Identification: need help identifying mushroom

Discussion in 'Fungi, Lichens and Slime Molds' started by mucho1122, Nov 27, 2007.

  1. mucho1122

    mucho1122 Member

    Messages:
    5
    Likes Received:
    0
    Location:
    Vancouver
    Does anyone know what type of mushroom this is it is just a piece of it, my daugher ate the rest that is why I'm trying to find out what it is, she has already seen the doctor just in case it is poisonous, they didn't know what kind of mushroom it is?
     

    Attached Files:

  2. MycoRob

    MycoRob Active Member

    Messages:
    719
    Likes Received:
    0
    Location:
    Denver
    Huh. Can you make a cut through it and then take a picture of the inside of it?

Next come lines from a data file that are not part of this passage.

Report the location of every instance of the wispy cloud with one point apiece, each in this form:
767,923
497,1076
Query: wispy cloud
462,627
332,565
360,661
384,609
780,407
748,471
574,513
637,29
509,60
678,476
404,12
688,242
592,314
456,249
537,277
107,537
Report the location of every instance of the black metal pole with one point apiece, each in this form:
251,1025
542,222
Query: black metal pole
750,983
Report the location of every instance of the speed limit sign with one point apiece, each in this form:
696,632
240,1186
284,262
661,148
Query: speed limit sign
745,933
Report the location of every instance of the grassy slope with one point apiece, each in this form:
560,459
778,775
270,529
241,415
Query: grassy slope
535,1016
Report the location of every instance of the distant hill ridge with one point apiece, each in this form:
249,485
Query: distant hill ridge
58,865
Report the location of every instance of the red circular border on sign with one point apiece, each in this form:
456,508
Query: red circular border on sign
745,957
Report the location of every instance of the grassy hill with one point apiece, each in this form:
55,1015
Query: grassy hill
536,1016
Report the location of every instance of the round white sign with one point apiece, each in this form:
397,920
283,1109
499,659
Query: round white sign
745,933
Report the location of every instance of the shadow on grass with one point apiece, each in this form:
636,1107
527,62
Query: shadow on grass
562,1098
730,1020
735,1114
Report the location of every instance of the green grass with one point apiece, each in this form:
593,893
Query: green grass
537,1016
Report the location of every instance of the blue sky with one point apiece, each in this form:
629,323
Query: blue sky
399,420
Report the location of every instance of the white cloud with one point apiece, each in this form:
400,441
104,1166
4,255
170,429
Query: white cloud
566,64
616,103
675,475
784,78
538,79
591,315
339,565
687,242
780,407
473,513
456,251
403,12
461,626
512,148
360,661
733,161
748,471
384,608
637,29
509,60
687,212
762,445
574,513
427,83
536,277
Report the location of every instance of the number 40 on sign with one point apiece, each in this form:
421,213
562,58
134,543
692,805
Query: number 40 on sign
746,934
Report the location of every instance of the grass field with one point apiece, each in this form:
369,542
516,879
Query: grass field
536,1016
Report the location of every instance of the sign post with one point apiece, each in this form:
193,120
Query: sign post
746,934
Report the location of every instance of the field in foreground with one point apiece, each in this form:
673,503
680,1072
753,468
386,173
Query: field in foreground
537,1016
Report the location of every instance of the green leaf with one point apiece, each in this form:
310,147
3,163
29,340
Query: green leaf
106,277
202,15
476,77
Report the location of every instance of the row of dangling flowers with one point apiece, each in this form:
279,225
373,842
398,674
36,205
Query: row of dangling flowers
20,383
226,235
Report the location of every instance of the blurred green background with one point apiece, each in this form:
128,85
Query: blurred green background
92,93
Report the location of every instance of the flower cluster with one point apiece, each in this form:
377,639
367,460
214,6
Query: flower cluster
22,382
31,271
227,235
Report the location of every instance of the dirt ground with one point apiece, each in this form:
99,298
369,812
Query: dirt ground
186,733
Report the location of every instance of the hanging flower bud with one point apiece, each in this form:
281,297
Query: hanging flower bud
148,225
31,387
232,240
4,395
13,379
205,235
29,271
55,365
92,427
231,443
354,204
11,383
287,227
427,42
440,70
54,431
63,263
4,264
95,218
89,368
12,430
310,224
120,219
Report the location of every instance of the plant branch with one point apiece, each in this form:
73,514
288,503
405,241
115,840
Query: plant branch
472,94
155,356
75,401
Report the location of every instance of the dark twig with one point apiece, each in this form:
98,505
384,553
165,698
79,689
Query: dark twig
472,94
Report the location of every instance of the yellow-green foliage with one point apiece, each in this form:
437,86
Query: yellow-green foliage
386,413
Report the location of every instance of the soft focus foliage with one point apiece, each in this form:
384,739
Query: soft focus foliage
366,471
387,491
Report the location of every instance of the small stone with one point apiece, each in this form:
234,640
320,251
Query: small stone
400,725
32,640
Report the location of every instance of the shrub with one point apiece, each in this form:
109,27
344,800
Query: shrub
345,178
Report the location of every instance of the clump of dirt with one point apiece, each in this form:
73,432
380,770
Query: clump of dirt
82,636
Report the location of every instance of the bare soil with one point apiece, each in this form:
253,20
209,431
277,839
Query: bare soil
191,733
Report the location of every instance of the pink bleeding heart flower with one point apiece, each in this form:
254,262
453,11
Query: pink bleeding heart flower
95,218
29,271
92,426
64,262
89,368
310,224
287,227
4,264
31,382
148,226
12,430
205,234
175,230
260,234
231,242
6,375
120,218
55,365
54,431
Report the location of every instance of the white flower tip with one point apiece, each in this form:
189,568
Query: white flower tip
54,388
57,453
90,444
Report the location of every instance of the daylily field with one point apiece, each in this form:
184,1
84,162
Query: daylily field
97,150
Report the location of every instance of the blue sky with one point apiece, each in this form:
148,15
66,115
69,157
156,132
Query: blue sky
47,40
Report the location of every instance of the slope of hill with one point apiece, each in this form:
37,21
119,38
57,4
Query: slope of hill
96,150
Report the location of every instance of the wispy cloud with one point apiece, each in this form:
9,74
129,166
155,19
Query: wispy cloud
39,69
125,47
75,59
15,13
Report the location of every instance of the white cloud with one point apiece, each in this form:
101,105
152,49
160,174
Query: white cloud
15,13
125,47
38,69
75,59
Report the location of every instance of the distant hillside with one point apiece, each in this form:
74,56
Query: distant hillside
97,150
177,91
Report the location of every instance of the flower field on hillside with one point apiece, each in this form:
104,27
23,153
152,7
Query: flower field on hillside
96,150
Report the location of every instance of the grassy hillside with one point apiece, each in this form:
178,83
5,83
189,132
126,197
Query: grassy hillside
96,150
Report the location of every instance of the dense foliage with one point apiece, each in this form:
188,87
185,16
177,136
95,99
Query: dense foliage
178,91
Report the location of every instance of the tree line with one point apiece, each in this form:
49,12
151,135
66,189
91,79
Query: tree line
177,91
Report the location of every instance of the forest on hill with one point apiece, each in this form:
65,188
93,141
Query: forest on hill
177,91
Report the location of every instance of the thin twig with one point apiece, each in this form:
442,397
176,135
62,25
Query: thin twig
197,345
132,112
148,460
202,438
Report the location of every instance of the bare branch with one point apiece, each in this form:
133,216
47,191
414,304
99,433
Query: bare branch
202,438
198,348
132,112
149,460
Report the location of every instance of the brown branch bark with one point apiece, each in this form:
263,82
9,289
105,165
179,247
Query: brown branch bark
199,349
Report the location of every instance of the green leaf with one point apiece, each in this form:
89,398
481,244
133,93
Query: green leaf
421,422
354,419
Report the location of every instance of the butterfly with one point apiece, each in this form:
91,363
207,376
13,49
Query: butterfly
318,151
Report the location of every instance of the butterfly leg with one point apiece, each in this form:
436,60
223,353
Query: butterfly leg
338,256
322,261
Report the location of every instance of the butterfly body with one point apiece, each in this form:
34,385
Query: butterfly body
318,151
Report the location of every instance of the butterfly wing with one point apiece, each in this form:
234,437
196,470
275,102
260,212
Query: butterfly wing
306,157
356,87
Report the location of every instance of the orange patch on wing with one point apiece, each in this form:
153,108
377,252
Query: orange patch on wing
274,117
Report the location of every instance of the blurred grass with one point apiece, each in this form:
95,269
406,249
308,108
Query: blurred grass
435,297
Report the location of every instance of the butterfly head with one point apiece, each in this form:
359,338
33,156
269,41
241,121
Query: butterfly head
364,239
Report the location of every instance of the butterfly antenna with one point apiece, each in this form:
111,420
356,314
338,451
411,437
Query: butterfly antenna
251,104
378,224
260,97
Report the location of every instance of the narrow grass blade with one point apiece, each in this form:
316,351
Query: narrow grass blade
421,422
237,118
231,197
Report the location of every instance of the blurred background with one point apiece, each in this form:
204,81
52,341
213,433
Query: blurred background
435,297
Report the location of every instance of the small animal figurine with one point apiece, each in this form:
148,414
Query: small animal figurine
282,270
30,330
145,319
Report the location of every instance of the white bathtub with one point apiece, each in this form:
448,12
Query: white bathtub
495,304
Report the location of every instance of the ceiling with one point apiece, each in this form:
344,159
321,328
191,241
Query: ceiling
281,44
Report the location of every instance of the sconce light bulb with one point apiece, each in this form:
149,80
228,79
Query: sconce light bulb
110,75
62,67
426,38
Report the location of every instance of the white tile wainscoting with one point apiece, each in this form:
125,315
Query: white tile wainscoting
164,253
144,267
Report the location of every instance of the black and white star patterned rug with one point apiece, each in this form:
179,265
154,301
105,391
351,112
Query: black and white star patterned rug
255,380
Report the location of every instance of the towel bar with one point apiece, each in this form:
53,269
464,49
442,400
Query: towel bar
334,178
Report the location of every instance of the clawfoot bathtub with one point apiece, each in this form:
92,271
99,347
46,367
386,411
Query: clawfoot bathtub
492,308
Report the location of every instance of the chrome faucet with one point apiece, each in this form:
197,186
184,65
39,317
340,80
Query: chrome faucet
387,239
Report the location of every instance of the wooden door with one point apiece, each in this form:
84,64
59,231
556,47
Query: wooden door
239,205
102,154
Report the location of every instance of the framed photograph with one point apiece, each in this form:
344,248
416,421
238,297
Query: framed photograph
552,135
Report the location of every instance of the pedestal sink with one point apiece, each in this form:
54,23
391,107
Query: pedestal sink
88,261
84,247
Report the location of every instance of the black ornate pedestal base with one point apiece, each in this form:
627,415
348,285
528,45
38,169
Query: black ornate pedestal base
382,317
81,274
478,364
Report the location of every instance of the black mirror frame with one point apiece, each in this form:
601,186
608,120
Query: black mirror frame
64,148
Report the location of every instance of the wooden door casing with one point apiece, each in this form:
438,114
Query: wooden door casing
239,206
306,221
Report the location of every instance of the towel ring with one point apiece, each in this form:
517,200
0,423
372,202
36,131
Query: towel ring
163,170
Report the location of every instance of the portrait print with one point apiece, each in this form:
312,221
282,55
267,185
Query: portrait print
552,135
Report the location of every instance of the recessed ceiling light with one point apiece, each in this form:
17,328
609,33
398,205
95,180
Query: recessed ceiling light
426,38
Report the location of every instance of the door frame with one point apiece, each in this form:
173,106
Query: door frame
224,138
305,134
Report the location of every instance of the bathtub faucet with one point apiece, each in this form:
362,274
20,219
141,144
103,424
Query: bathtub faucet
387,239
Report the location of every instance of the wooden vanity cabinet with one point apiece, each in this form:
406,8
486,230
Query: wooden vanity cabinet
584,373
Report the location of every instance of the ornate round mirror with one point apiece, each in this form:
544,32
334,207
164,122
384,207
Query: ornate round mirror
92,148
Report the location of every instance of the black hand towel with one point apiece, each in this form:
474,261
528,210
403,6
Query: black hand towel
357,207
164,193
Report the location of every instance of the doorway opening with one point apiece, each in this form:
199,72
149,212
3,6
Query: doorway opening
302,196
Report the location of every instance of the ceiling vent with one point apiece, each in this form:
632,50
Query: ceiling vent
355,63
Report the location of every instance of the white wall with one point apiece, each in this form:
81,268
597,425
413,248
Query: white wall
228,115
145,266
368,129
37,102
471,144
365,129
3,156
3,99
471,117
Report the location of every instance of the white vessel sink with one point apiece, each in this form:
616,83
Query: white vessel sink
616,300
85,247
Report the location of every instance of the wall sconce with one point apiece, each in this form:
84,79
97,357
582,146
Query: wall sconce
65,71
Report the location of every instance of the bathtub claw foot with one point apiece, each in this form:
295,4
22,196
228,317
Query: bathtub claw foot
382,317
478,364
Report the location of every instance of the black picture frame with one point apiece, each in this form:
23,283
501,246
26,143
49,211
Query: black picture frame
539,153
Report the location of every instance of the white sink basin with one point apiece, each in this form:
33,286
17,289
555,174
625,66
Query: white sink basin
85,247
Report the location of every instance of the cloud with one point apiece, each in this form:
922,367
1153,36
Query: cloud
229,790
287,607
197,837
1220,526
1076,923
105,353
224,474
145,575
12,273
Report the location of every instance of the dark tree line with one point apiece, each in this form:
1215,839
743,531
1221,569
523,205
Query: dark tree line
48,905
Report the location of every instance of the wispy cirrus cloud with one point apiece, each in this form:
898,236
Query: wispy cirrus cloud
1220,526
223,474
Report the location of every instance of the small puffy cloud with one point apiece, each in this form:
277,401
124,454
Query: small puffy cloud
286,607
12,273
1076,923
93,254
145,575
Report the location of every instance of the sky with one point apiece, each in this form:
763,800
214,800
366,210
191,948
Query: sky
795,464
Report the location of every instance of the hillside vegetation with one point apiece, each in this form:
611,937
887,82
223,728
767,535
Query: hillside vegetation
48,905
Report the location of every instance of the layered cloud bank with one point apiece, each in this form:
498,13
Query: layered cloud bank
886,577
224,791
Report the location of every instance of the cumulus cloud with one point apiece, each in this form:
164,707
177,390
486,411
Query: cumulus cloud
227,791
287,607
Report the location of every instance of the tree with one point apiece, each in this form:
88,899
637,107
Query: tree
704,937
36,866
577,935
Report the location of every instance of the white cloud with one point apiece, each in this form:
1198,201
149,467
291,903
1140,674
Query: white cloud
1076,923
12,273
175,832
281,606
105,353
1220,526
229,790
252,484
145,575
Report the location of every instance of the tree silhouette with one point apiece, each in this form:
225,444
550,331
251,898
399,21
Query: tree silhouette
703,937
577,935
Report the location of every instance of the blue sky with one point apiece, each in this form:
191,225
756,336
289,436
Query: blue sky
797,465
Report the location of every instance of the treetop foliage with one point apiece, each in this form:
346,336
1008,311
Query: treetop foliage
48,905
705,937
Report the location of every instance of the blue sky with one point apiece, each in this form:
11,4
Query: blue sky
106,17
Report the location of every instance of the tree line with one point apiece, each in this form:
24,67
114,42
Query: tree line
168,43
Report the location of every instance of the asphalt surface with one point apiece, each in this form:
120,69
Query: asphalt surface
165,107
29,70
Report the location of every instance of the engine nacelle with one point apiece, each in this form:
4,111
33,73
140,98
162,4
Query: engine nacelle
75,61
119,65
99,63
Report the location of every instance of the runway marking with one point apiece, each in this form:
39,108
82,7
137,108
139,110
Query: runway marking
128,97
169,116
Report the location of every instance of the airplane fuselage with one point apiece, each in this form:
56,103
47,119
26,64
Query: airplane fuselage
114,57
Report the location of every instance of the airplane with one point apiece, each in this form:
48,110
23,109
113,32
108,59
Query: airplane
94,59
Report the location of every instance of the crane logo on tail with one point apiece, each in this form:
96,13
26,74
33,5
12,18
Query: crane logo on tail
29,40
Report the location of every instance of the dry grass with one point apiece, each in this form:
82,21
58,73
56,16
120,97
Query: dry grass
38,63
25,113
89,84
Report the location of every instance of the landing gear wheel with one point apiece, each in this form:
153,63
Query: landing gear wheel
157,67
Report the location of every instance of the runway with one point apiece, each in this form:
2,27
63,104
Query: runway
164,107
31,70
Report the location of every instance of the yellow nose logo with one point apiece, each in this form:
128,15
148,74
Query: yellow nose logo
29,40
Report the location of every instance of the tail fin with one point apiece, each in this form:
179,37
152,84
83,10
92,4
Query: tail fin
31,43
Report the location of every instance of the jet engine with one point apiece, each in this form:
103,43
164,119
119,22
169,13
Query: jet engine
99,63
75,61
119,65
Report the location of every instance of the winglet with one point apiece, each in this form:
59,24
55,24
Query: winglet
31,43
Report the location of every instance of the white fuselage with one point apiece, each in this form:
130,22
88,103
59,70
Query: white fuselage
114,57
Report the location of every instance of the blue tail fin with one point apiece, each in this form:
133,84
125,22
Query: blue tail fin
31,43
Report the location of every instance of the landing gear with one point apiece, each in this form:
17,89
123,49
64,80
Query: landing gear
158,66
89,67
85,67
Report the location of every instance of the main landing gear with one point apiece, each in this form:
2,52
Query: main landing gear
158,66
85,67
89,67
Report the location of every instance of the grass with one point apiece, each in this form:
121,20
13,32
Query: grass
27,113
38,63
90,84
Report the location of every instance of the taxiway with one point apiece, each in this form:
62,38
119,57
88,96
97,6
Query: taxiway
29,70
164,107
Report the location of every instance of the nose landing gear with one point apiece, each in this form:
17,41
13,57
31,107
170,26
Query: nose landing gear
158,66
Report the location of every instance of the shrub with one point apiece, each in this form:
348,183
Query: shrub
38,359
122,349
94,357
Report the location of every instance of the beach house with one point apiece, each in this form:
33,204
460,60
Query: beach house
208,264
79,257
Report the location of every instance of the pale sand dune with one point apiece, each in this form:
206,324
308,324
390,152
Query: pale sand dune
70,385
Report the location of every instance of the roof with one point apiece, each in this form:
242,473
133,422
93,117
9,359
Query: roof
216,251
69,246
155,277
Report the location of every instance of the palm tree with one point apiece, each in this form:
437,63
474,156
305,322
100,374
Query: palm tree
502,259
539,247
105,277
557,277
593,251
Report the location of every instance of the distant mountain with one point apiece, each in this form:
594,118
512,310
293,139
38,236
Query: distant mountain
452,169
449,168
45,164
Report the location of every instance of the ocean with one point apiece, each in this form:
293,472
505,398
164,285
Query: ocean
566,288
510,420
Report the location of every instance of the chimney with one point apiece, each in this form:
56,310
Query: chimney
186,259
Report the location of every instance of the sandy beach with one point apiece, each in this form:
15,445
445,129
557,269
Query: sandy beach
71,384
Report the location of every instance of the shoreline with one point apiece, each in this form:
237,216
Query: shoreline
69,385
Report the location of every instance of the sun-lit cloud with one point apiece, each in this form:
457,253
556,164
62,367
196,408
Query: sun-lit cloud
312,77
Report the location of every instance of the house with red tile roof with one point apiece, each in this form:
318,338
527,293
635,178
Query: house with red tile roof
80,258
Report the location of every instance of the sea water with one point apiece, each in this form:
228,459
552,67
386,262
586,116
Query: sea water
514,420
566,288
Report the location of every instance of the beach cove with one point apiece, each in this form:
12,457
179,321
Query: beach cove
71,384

    Where was this thing growing? underground? on the grass? any trees around? if so, which trees?
     
  3. mucho1122

    mucho1122 Member

    Messages:
    5
    Likes Received:
    0
    Location:
    Vancouver
    Sorry the piece I have is almost dried out, it was the only mushroom that was in the area, it was in our daycare's playground, no trees around, but their play area is full of wood chips, it was a really thin mushroom cap, can't find anymore mushrooms around the area to get a good look at it, we are in Vancouver, BC
     
  4. mucho1122

    mucho1122 Member

    Messages:
    5
    Likes Received:
    0
    Location:
    Vancouver
    Here is a couple other pictures of it, sorry I couldn't find anymore, it didn't seem to bother her, the doctor did give her charcoal to neutralize it if the mushroom was toxic.
     

    Attached Files:

  5. MycoRob

    MycoRob Active Member

    Messages:
    719
    Likes Received:
    0
    Location:
    Denver
    Given how dried your specimen is, i assume that the consumption was at least several days ago. I also assume that your doctor told you to monitor the child for obvious symptoms of poisioning, and i further assume that none of these symptoms have developed. It's nearly impossible to ID the mushroom at this point, but it is very likely that the mushrooms will come up again ... either after the next rains or maybe even next year. You can always keep an eye on the area and get some good photos of the mushroom when you see it again. Again, this is purely an academic question as your child was likely unharmed from the mushroom.
     
  6. mucho1122

    mucho1122 Member

    Messages:
    5
    Likes Received:
    0
    Location:
    Vancouver
    Thanks, yes she seems like she was unharmed by it but it was a real scare, it was actually just yesterday, the mushroom isn't that dried out, it almost looks the same as yesterday, i had it stored in the fridge in tin foil as the doctor suggested in case she started feeling bad later on, as poison control said some mushrooms take affect a few hours after the fact.
     
  7. stormbythesea

    stormbythesea Active Member

    Messages:
    39
    Likes Received:
    0
    Location:
    Port Angeles, WA
    Just curious--did the mushroom have a particular odor--baby powder, rubber, earthy, anise, etc.?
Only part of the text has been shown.